Avec Johnny, Catherine Eve Groleau signe une des belles découvertes de l’automne 2017.
Le personnage éponyme a quitté Odanak et débarque à Montréal au début de la vingtaine dans l’idée de s’y faire une vie, même s’il doit pour cela renier ses racines et passer pour un Italien. Johnny se taille une place de petit criminel, place qui lui paraîtra longtemps ensoleillée. C’est peut-être la rencontre de Valentine, belle comme un astre, qui lui permet de garder espoir sans se poser de questions.Or, les éclats de lumière cachent parfois d’autres misères encore.
L’histoire de ces deux êtres qui misent sur leur rencontre pour fuir la misère nous fait parcourir le temps récent, principalement les années 1970 et 1980, en les évoquant d’une façon particulièrement sensuelle. On sent l’étoffe des costumes à épaulettes, on reconnaît un habit de ski aux couleurs vives et le rythme particulier des BMX ou des voitures américaines. Avec le même talent, Catherine Eve Groleau parcourt la province des Laurentides au Bas-du-Fleuve en passant par Montréal, Laval et Québec. Peut-être est-ce parce que je connais bien plusieurs des régions évoquées qu’elles m’ont semblé s’éveiller avec une rare acuité sensorielle et sociologique. Le Saint-Sauveur qui nous est dépeintà l’occasion d’une cérémonie qui rappelle certains mariages de vedettes d’une autre époque n’est pas fait que de denses forêts, mais montre aussi un luxe nouveau et ostentatoire.

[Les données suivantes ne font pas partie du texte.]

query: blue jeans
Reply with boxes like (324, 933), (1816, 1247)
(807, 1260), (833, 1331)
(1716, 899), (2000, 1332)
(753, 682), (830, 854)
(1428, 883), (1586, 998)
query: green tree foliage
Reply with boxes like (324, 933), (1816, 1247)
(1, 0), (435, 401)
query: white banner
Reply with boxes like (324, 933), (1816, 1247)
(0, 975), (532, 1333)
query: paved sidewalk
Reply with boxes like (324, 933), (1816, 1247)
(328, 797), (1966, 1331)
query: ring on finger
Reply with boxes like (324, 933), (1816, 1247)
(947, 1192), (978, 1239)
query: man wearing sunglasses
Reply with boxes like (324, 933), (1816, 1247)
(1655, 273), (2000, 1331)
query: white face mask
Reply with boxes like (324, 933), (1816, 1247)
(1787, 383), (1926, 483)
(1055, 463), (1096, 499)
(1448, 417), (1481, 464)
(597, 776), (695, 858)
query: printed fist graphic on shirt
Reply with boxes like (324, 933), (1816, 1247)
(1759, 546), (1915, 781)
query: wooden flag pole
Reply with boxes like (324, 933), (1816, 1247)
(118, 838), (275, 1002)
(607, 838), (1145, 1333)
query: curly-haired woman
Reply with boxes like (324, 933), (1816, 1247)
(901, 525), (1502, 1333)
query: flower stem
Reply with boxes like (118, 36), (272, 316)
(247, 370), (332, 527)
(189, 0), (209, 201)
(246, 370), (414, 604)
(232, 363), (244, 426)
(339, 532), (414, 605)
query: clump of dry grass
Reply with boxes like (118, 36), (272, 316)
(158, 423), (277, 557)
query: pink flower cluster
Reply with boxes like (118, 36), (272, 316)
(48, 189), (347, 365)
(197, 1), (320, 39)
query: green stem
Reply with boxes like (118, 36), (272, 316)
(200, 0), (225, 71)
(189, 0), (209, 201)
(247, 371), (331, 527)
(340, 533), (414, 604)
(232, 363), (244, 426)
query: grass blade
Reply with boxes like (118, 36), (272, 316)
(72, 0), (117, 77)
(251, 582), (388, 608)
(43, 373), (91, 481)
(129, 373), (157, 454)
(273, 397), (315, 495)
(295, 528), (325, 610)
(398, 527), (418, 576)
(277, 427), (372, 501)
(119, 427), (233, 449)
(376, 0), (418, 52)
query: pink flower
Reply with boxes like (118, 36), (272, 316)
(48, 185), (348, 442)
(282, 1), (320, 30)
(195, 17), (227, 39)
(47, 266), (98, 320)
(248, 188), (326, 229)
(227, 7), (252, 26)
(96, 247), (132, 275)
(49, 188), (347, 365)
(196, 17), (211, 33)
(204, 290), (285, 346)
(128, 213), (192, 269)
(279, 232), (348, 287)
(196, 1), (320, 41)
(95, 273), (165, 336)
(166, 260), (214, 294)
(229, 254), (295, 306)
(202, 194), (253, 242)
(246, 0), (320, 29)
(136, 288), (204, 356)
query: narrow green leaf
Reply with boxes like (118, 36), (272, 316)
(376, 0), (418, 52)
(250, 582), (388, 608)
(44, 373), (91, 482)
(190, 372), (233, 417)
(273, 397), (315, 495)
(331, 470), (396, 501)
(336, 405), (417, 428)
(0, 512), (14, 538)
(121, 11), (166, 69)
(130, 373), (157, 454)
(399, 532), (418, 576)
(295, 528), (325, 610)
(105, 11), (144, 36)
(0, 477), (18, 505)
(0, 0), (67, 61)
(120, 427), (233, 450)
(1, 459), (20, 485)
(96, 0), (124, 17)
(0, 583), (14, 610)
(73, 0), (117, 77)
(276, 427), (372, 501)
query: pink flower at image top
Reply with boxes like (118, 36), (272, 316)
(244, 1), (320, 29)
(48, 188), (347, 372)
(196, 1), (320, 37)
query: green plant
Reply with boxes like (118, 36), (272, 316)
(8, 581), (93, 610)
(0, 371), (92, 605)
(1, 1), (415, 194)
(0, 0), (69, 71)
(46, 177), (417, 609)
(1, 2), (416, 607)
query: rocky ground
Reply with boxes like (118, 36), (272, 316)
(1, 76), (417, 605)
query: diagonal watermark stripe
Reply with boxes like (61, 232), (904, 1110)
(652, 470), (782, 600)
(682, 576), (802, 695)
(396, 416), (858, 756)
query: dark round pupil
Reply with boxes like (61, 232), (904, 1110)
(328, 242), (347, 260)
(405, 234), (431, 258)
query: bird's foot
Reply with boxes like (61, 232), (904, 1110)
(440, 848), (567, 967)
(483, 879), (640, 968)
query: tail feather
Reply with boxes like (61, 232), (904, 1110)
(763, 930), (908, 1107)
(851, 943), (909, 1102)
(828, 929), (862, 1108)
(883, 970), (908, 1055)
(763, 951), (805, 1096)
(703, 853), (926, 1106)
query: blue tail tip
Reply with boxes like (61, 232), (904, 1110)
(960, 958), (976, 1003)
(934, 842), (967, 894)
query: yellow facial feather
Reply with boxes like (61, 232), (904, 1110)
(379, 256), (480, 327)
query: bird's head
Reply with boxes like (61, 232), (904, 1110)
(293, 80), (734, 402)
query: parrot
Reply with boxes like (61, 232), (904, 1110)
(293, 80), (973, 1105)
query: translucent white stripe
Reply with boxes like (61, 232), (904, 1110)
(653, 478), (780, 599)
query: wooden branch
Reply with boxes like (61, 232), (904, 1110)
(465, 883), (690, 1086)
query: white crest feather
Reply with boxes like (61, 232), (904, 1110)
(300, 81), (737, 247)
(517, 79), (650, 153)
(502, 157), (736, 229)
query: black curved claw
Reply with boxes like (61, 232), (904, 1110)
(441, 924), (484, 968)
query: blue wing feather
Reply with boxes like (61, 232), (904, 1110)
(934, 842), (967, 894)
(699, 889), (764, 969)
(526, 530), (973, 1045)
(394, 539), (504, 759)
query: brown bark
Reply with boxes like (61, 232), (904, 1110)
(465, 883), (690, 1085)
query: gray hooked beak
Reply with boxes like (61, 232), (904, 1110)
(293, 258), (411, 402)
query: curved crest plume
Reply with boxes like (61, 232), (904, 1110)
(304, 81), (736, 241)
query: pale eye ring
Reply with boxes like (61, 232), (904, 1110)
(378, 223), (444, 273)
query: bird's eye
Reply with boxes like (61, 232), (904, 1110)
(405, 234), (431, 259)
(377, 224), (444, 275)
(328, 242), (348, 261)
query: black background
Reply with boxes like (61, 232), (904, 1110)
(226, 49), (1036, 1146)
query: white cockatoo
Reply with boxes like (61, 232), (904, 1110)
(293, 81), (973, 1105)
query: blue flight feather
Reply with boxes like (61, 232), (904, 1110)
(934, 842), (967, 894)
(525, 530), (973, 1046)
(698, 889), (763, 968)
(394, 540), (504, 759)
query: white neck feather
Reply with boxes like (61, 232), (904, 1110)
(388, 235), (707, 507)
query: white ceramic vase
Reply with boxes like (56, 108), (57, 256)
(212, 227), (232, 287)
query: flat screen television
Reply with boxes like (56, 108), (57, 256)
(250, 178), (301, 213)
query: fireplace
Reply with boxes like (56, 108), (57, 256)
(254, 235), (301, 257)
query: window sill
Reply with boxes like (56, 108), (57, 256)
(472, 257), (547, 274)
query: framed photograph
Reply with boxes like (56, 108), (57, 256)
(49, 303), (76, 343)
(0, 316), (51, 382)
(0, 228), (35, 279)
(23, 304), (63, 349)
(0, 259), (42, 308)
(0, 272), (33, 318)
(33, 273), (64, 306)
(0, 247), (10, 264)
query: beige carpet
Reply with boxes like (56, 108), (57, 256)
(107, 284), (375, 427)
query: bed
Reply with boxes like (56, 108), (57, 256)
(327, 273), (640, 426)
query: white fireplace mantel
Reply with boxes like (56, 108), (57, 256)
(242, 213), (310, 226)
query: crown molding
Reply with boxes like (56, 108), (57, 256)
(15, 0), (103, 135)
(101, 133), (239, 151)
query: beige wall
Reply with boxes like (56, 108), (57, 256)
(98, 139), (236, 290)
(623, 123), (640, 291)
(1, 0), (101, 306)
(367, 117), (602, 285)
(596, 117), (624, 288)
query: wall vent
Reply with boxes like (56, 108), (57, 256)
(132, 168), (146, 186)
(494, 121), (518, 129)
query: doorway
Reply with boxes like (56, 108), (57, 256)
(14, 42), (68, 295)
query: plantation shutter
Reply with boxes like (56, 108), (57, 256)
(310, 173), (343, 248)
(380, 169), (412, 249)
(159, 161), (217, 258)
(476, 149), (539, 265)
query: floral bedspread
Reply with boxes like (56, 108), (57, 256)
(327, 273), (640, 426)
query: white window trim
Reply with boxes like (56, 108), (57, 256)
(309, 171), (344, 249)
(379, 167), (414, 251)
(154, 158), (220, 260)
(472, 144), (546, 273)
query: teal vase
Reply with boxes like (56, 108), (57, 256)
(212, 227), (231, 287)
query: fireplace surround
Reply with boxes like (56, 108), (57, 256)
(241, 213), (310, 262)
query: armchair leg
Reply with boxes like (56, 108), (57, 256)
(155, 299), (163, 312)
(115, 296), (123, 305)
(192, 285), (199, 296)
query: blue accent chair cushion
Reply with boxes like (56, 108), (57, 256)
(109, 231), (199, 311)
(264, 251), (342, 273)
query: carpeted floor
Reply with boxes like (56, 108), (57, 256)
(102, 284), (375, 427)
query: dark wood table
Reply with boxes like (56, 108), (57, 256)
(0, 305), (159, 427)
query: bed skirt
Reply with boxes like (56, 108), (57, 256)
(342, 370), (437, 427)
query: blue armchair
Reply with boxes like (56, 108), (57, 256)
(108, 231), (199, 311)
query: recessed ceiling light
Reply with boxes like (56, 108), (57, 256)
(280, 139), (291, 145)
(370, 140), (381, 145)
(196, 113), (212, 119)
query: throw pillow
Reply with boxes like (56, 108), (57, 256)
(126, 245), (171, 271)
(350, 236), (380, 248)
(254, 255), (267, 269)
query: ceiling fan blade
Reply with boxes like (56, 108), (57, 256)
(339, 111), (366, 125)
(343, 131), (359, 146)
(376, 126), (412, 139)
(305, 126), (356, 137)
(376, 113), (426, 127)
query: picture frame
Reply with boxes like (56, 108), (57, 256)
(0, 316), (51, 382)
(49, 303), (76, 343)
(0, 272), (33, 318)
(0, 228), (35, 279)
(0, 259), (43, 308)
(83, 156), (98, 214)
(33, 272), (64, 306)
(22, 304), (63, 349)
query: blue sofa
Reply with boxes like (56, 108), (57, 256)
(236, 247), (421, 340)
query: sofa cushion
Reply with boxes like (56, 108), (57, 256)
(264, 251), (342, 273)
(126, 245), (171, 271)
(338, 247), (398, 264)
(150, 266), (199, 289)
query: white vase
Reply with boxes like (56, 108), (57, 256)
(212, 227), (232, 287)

Le récit de Johnny, Valentine et leurs quatre enfants se déploie grâce à un ton uniforme, une écriture plate et distante qui crée une impression cinématographique, presque documentaire, et distille une inquiétude, comme si notre lecture s’accompagnait de cette petite musique anxiogène qui annonce le moment où tout éclate. Toutefois, et c’est là sans doute la plus grande qualité du livre, même quand des événements graves se produisent, la narration ne perd pas son rythme régulier et rien ne semble jamais être suffisant pour faire taire cette sourde angoisse.
Le roman commence sur une scène d’autoroute : c’est Valentine filant vers l’est à la recherche d’un nouveau départ même si personne ne s’est jamais débarrassé de ses démons en faisant de la route. De même, la monotonie captivante de Catherine Eve Groleau nous offre un récit qui ne vacille jamais.